Would it be a baking mix? Would it be cookie dough? Would it be baked cookies?
And this guy in the business writing class worked in Whole Foods in the overnight shift to restock shelves. And I asked him, how does one even get into Whole Foods? And he said, let me talk to my boss.
He called me the next day and was like, Loren, you have a meeting on Wednesday with the head buyer at the Columbus Circle location, which was my local Whole Foods. And so I didn't have a packaged product yet. All I had were recipes.
I made 12 different flavors of cookies and put them in a beautiful red box. Both the buyer and I fell in love with the concept of cookie dough, because everyone loves a warm, fresh baked treat. He said, no one's built the next brand name that stands for natural in cookie dough.

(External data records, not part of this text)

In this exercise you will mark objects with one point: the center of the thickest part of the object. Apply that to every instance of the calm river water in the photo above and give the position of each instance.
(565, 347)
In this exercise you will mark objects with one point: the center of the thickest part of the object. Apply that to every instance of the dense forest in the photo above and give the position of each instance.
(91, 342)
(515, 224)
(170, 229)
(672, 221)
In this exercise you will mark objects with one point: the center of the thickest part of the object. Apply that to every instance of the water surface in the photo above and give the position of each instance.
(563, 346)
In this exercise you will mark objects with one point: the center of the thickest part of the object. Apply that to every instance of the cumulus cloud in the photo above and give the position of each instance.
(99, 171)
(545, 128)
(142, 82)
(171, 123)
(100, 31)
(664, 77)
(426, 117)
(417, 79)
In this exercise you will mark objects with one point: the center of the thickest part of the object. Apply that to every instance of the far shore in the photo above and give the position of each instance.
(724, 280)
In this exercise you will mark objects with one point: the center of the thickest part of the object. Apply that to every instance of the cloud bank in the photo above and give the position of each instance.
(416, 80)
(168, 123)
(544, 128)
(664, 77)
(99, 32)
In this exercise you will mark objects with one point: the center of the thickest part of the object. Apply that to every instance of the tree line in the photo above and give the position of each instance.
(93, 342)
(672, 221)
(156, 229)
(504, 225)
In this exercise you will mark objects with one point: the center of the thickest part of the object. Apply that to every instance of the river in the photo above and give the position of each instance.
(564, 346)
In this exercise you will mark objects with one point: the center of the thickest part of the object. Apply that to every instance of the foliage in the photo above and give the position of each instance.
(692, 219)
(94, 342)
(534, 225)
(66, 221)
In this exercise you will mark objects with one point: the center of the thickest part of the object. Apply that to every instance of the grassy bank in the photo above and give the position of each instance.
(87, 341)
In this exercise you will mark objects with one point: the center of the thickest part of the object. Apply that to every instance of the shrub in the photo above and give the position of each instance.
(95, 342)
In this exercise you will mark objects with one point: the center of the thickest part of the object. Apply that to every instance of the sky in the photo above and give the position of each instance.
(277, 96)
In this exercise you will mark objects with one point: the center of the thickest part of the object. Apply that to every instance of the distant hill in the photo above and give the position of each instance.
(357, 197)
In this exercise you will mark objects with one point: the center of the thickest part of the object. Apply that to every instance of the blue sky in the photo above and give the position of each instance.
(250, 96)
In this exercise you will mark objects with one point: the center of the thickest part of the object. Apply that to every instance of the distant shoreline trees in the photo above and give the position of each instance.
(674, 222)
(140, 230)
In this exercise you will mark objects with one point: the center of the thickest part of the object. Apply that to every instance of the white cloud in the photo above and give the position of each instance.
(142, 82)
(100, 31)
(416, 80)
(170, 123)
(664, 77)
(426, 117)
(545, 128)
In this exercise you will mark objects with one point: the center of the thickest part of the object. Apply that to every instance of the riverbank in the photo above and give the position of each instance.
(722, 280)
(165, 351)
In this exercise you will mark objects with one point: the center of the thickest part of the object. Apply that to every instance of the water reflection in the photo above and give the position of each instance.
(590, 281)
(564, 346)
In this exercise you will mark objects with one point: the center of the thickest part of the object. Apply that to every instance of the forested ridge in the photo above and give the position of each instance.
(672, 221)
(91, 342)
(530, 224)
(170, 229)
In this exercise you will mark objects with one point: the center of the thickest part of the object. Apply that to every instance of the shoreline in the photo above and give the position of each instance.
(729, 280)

And then he call me the next day, after he met with the rest of the buyers and the team and he said, Loren, everyone loved it. I told him it would take a month, and of course it took seven months to find a factory designed packaging, scale up recipes, you know, figure out how to really go from my kitchen to a packaged product. Loren says she used $25,000 of her personal savings to start her company.
In 2011, the first five flavors of packaged cookie dough hit the shelves at Whole Foods in New York's Columbus Circle -- Chocolate Chunk, Oatmeal Cranberry, Brownie Batter, Peanut Butter Oatmeal, and Espresso Chocolate Chunk. If someone like Whole Foods is ready to trust me and to place an order for my cookie dough, then I have to be all in and ready to show up 100%. I'm the one who's going to either make this work or not.
Loren's company faced many obstacles in its early years. I was the only employee for the first couple of years, and I was just exhausted trying to figure out where the best factories were, how to come up with new flavors, how to think about growth, how to get into more supermarkets. Those were the really challenging, hard years of figuring out how to get to scale, how to prove our concept not just in natural, better for you supermarkets, but in mainstream grocery.
The company has decided to switch factories five times over the years to meet its needs. I realized packaging needed to improve and get better and to get into other supermarkets. I needed to really look like the packaging of the big guys that were on the shelf.
It's so competitive in a supermarket, you have to be able to grab someone's attention and say what you're about and what your most important attributes are in three seconds. In April 2016, Sweet Loren's was able to attain national distribution at Publix and later on at Kroger the same year in August. Both Publix and Kroger really kind of helped us launch nationally and prove the concept in conventional supermarkets.
And so through that distribution, I was able to start really growing the company. After listening to customer feedback and making many minor tweaks to the recipe, Sweet Loren's changed the nutrition of its whole lineup starting in April 2018. All of the company's products were vegan, gluten free, and allergen free.
We were really different than anything else in the supermarket, and we could raise our price point so that we could afford our cost of goods and these more expensive natural ingredients, but also have a healthy margin. From that moment on, Sweet Loren's was profitable and healthy, and we could sustain our own growth. And I never had to raise a big VC or private equity funding.
Loren's company, which today has 24 employees, is projecting $120 million in gross sales for 2025. I think what we've done really well is focus on one product for a long time. We focused on cookie dough for a decade.
I could cry thinking about. . .
Sorry. . .
The positive impact that Sweet Loren's has had. It's it's the reason I get emotional. But from day one of launching, I've gotten hundreds.
Of messages from people that have said it's just changed their life. And I don't feel like we're selling another product or cookie. I just really feel like we're creating a lifestyle for people that makes them feel their best.